We present m6ACali, a novel machine-learning framework aimed at enhancing the accuracy of N6-methyladenosine (m6A) epitranscriptome profiling by reducing the impact of non-specific antibody enrichment in MeRIP-Seq. The calibration model serves as a genomic feature-based classifier that refines the identification of m6A sites, distinguishing those genuinely present from those that can be detected in in-vitro transcribed (IVT) control experiments. We find that m6ACali effectively identifies non-specific binding peaks reported by exomePeak2 and MACS2 in novel MeRIP-Seq datasets without the need for paired IVT controls. The model interpretation revealed that off-target antibody binding sites commonly occur at short exons and short mRNAs, originating from high read coverage regions that share the motif sequence with true m6A sites. We also reveal that the ML strategy can efficiently adjust differentially methylated peaks and other antibody-dependent, base-resolution m6A detection techniques. As a result, m6ACali offers a promising method for the universal enhancement of m6A profiles generated by MeRIP-Seq experiments, elevating the benchmark for omics-level m6A data integration.

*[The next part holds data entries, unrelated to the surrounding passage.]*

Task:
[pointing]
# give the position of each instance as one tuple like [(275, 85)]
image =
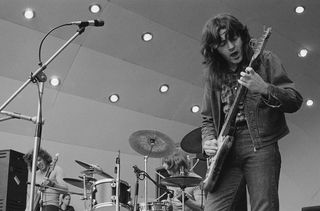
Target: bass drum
[(103, 195), (153, 206)]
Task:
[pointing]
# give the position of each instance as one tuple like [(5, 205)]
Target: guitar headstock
[(259, 45)]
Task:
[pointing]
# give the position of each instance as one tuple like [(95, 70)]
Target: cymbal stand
[(152, 143), (182, 192), (84, 178)]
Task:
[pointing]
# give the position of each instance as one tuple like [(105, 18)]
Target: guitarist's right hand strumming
[(210, 147)]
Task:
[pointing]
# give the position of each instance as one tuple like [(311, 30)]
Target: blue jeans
[(258, 169)]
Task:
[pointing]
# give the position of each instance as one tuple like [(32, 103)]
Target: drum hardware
[(103, 195), (150, 143), (93, 169), (78, 182), (140, 174), (57, 189), (182, 182)]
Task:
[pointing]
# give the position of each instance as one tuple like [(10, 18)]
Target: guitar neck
[(232, 112)]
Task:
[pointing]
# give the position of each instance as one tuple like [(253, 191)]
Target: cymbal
[(57, 189), (77, 182), (89, 179), (181, 181), (191, 142), (151, 143), (93, 169)]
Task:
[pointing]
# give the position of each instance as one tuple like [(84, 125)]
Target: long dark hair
[(42, 154), (216, 65), (177, 161)]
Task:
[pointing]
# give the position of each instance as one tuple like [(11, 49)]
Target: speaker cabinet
[(13, 181)]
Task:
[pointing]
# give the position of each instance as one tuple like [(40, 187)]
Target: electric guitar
[(225, 138), (36, 201)]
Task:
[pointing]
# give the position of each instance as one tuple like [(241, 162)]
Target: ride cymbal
[(77, 182), (151, 143)]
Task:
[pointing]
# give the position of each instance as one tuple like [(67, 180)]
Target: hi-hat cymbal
[(77, 182), (93, 169), (191, 142), (151, 143), (181, 181)]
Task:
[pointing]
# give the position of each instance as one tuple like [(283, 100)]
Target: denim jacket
[(265, 115)]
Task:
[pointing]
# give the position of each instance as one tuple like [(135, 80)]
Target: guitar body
[(216, 163)]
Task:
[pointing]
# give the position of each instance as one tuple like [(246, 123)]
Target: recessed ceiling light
[(299, 9), (54, 81), (28, 13), (114, 98), (303, 53), (195, 109), (309, 103), (94, 8), (164, 88), (147, 37)]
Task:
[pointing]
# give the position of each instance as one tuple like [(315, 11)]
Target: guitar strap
[(233, 127)]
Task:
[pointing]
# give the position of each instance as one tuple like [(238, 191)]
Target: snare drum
[(104, 195), (153, 206)]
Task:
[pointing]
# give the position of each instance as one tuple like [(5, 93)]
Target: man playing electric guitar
[(254, 158), (47, 175)]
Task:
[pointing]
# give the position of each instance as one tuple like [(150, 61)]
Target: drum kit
[(115, 194)]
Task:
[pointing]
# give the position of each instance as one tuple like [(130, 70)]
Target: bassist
[(254, 158)]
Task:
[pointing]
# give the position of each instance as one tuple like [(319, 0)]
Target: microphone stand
[(118, 182), (135, 200), (37, 77)]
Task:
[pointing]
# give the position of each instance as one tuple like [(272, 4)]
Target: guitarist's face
[(230, 48), (41, 164)]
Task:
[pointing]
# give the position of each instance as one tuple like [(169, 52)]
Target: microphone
[(136, 169), (95, 22)]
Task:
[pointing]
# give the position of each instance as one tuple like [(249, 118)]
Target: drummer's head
[(177, 163), (42, 154)]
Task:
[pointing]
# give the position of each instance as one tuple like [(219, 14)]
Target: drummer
[(178, 164)]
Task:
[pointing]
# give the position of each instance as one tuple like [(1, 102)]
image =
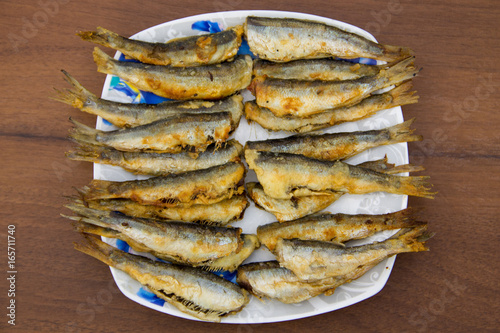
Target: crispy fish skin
[(269, 279), (401, 95), (286, 175), (302, 98), (338, 228), (220, 214), (207, 186), (188, 243), (179, 52), (158, 164), (202, 82), (289, 209), (314, 69), (132, 115), (286, 39), (229, 262), (196, 292), (314, 260), (297, 207), (337, 146), (169, 135)]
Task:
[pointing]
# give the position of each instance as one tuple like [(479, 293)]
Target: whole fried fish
[(207, 186), (337, 146), (170, 135), (199, 293), (302, 98), (131, 114), (202, 82), (314, 69), (316, 260), (179, 52), (337, 228), (269, 279), (285, 39), (159, 164), (284, 176), (297, 207), (401, 95), (220, 213)]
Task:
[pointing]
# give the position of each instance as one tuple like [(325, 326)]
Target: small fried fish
[(202, 82), (285, 39), (337, 228), (302, 98), (316, 260), (401, 95), (179, 52), (159, 164), (131, 114), (337, 146), (199, 293), (207, 186), (285, 175), (170, 135)]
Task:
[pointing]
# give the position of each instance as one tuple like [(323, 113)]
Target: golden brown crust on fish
[(179, 52), (202, 82)]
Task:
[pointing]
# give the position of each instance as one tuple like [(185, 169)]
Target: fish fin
[(87, 228), (96, 248), (402, 95), (403, 133), (77, 97), (392, 53), (83, 134), (104, 62), (400, 72), (416, 186)]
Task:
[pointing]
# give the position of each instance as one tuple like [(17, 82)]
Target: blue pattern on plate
[(149, 296), (208, 26), (122, 245)]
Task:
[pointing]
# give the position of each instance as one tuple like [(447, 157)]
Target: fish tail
[(76, 96), (89, 153), (392, 53), (384, 167), (402, 95), (105, 64), (403, 133), (101, 36), (98, 189), (83, 134), (400, 72), (415, 238), (416, 186), (97, 249)]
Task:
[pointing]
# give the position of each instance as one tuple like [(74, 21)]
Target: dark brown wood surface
[(452, 288)]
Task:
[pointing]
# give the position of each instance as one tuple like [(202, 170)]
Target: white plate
[(376, 203)]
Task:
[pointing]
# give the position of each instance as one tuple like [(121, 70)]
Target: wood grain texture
[(452, 288)]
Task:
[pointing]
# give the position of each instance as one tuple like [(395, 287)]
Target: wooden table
[(453, 288)]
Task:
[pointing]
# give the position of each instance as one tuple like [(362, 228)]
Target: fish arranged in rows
[(132, 115), (178, 52), (286, 39), (308, 268), (401, 95), (196, 292), (297, 207), (212, 247)]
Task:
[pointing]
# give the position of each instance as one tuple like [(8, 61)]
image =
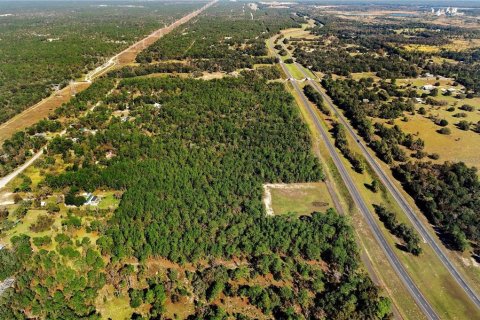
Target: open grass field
[(39, 111), (112, 307), (460, 145), (372, 255), (297, 74), (457, 44), (427, 271), (300, 199)]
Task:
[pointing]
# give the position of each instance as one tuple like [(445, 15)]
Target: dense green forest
[(47, 44)]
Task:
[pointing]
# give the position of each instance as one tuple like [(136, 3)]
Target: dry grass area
[(112, 307), (458, 146), (39, 111), (297, 198)]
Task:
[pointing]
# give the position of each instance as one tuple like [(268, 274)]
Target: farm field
[(188, 178), (298, 199), (56, 43)]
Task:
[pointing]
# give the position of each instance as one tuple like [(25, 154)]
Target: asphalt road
[(400, 199), (362, 206)]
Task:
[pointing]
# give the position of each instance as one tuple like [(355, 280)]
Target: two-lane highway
[(362, 206), (398, 196)]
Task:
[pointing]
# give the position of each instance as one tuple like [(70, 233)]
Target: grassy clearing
[(372, 255), (297, 74), (300, 199), (39, 111), (458, 146)]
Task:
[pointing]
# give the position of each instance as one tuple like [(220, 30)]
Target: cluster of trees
[(48, 287), (341, 143), (350, 96), (46, 45), (23, 144), (206, 153), (448, 194), (222, 39), (343, 63), (400, 229), (316, 98)]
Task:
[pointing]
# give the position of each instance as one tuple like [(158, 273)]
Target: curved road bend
[(399, 198), (392, 258)]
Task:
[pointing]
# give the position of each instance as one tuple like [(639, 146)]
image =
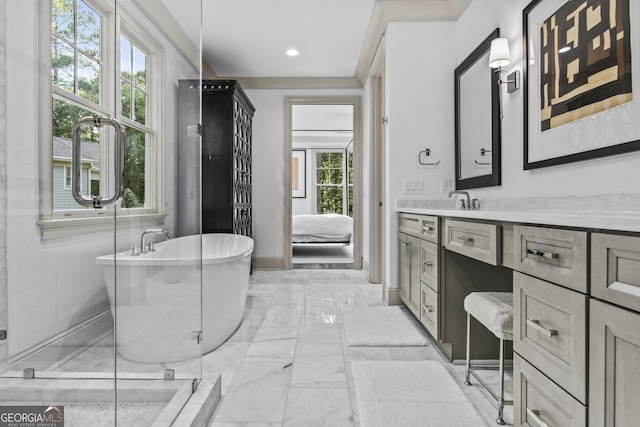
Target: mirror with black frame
[(477, 119)]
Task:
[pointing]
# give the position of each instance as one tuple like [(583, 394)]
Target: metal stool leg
[(500, 419), (467, 382)]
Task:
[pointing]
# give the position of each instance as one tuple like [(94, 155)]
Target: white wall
[(55, 284), (366, 173), (608, 175), (268, 165), (419, 95)]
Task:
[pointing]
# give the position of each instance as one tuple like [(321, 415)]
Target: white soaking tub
[(157, 300)]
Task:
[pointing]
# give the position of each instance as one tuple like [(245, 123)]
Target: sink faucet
[(149, 247), (463, 205)]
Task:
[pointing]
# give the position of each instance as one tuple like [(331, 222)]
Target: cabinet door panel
[(416, 268), (539, 400), (615, 269), (550, 331), (404, 267), (475, 240), (429, 306), (559, 256), (429, 264), (614, 372)]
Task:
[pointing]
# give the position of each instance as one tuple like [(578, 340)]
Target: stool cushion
[(494, 310)]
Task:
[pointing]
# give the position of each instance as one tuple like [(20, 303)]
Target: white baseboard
[(391, 296), (268, 263)]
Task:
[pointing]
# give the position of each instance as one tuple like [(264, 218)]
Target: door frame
[(354, 101), (377, 203)]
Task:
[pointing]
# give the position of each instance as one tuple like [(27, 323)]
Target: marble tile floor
[(289, 365)]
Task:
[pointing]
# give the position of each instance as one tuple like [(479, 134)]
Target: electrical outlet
[(413, 186), (445, 186)]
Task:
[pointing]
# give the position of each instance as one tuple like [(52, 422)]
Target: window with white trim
[(92, 74)]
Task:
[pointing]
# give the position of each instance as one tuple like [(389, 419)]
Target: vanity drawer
[(429, 228), (550, 331), (475, 240), (409, 224), (559, 256), (422, 226), (615, 269), (429, 264), (429, 300), (538, 401)]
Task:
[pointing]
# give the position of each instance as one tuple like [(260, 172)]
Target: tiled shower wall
[(4, 355)]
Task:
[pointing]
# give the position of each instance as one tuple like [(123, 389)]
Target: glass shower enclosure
[(100, 303)]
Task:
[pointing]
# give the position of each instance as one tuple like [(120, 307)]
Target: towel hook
[(426, 152)]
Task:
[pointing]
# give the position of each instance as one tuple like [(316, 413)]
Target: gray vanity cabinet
[(409, 274), (614, 371), (418, 288), (614, 330)]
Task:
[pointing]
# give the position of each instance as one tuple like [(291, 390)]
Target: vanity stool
[(495, 311)]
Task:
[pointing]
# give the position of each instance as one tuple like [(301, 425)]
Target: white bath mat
[(380, 327), (410, 393)]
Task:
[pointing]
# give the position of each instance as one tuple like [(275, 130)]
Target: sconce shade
[(499, 55)]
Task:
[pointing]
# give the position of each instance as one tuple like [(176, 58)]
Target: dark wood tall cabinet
[(225, 158)]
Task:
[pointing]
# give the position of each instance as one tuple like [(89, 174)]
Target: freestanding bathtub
[(158, 303)]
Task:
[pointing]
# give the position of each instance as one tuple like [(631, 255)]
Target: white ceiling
[(248, 38)]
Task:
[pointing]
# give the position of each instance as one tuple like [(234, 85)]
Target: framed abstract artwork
[(298, 173), (581, 61)]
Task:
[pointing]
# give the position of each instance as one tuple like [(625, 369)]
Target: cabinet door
[(404, 267), (614, 372), (550, 331), (416, 270), (429, 264)]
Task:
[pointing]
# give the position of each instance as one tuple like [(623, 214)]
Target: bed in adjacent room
[(322, 228)]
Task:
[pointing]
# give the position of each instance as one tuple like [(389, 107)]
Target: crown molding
[(386, 11), (298, 82)]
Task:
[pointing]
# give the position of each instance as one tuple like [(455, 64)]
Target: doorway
[(322, 221)]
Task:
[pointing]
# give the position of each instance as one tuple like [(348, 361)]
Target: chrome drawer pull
[(549, 255), (535, 324), (535, 415)]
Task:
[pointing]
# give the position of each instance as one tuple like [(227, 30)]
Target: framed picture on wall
[(298, 174), (580, 67)]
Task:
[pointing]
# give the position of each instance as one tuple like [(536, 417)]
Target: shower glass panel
[(100, 303)]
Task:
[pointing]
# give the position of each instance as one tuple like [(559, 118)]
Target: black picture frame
[(575, 148), (495, 177)]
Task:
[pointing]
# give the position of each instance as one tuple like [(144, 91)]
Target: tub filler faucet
[(149, 246), (463, 205)]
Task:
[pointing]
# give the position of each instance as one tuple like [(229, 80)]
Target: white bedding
[(323, 228)]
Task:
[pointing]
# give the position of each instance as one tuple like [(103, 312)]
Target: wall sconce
[(499, 57)]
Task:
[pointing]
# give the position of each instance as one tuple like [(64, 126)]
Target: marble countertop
[(604, 220)]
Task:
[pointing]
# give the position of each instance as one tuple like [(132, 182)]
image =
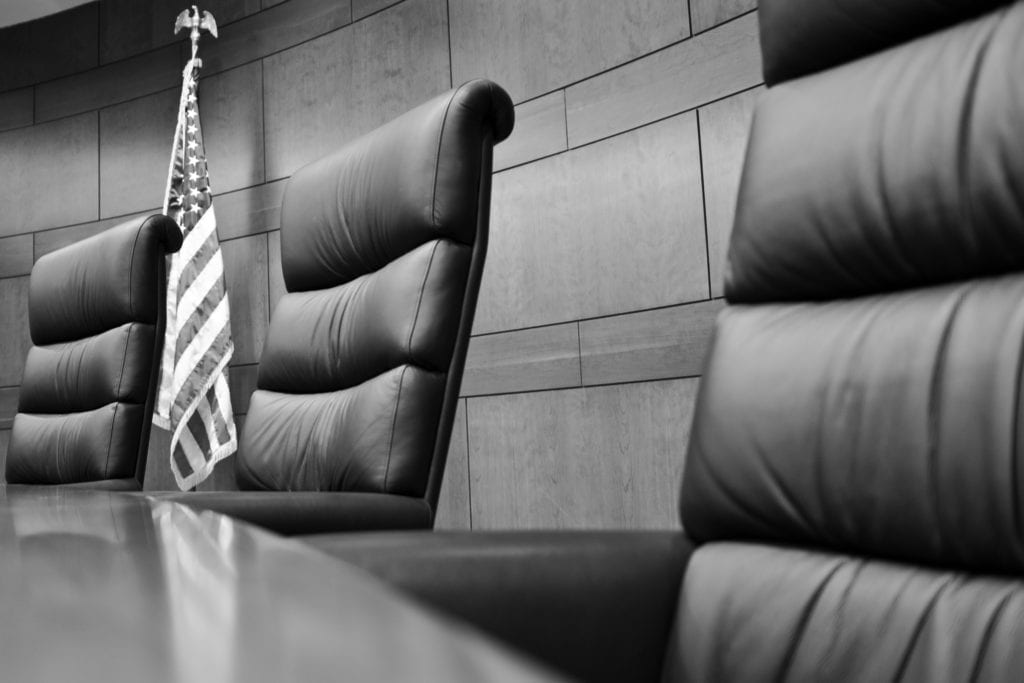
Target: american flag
[(194, 402)]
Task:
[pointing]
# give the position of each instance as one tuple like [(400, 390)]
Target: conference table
[(99, 586)]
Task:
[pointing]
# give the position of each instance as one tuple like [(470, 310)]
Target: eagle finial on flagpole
[(196, 24)]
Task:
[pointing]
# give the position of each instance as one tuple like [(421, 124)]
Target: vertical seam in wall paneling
[(704, 200), (469, 478), (580, 350), (448, 13), (262, 104)]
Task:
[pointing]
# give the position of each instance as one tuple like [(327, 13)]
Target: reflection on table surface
[(112, 587)]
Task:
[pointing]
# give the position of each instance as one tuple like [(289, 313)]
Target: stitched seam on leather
[(117, 401), (419, 302), (131, 270), (394, 421), (437, 159), (805, 619)]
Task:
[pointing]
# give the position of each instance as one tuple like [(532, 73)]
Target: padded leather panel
[(800, 37), (59, 449), (885, 425), (408, 311), (371, 437), (408, 182), (87, 374), (896, 171), (293, 513), (99, 283), (580, 601), (760, 613)]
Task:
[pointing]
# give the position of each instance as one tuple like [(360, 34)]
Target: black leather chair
[(851, 500), (96, 315), (383, 245)]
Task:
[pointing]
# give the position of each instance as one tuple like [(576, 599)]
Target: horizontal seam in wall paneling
[(597, 317), (577, 387)]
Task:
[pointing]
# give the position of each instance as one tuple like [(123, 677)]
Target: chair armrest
[(597, 605)]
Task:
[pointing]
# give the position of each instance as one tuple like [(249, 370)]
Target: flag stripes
[(194, 402)]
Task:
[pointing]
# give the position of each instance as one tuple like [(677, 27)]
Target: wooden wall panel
[(246, 279), (529, 359), (118, 82), (453, 506), (14, 339), (605, 457), (8, 406), (540, 131), (647, 345), (15, 255), (273, 30), (15, 109), (332, 89), (606, 228), (534, 46), (134, 148), (708, 13), (276, 278), (56, 160), (231, 112), (694, 72), (49, 47), (249, 211), (725, 127)]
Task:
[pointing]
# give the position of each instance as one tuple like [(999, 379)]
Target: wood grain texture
[(545, 357), (51, 159), (708, 13), (14, 339), (725, 126), (591, 458), (686, 75), (130, 27), (47, 241), (249, 211), (540, 131), (117, 82), (453, 506), (648, 345), (276, 275), (272, 30), (246, 279), (8, 406), (231, 112), (606, 228), (363, 8), (15, 109), (242, 382), (15, 255), (134, 146), (535, 46), (49, 47), (333, 89)]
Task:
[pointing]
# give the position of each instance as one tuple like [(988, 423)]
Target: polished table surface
[(97, 586)]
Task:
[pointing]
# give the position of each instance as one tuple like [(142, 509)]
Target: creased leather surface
[(410, 181), (885, 425), (344, 335), (753, 612), (79, 446), (896, 171), (361, 438), (94, 314), (800, 37)]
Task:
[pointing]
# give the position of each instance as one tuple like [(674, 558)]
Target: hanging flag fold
[(194, 402)]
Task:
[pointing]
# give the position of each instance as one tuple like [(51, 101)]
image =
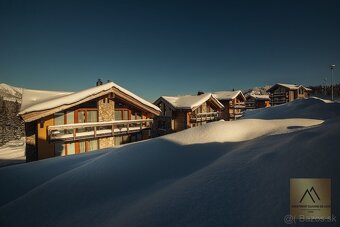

我们提出了 m6ACali,这是一种新的机器学习框架,旨在通过减少 MeRIP-Seq 中非特异性抗体富集的影响来提高 N6-甲基腺苷(m6A)转录组修饰谱分析的准确性。该校准模型作为一种基于基因组特征的分类器,可对 m6A 位点的识别进行细化,区分那些真正存在的位点和那些可以在体外转录(IVT)对照实验中检测到的位点。我们发现,m6ACali 可以有效地识别 exomePeak2 和 MACS2 在新的 MeRIP-Seq 数据集中报告的非特异性结合峰,而无需进行配对的 IVT 对照。模型解释表明,脱靶抗体结合位点通常发生在短外显子和短 mRNA 上,这些外显子和短 mRNA 来源于具有与真实 m6A 位点序列相同的基序的高读取覆盖区域。我们还揭示了 ML 策略可以有效地调整差异甲基化峰和其他依赖抗体的、碱基分辨率的 m6A 检测技术。因此,m6ACali 为 MeRIP-Seq 实验生成的 m6A 谱的普遍增强提供了一种有前途的方法,提高了组学水平 m6A 数据整合的基准。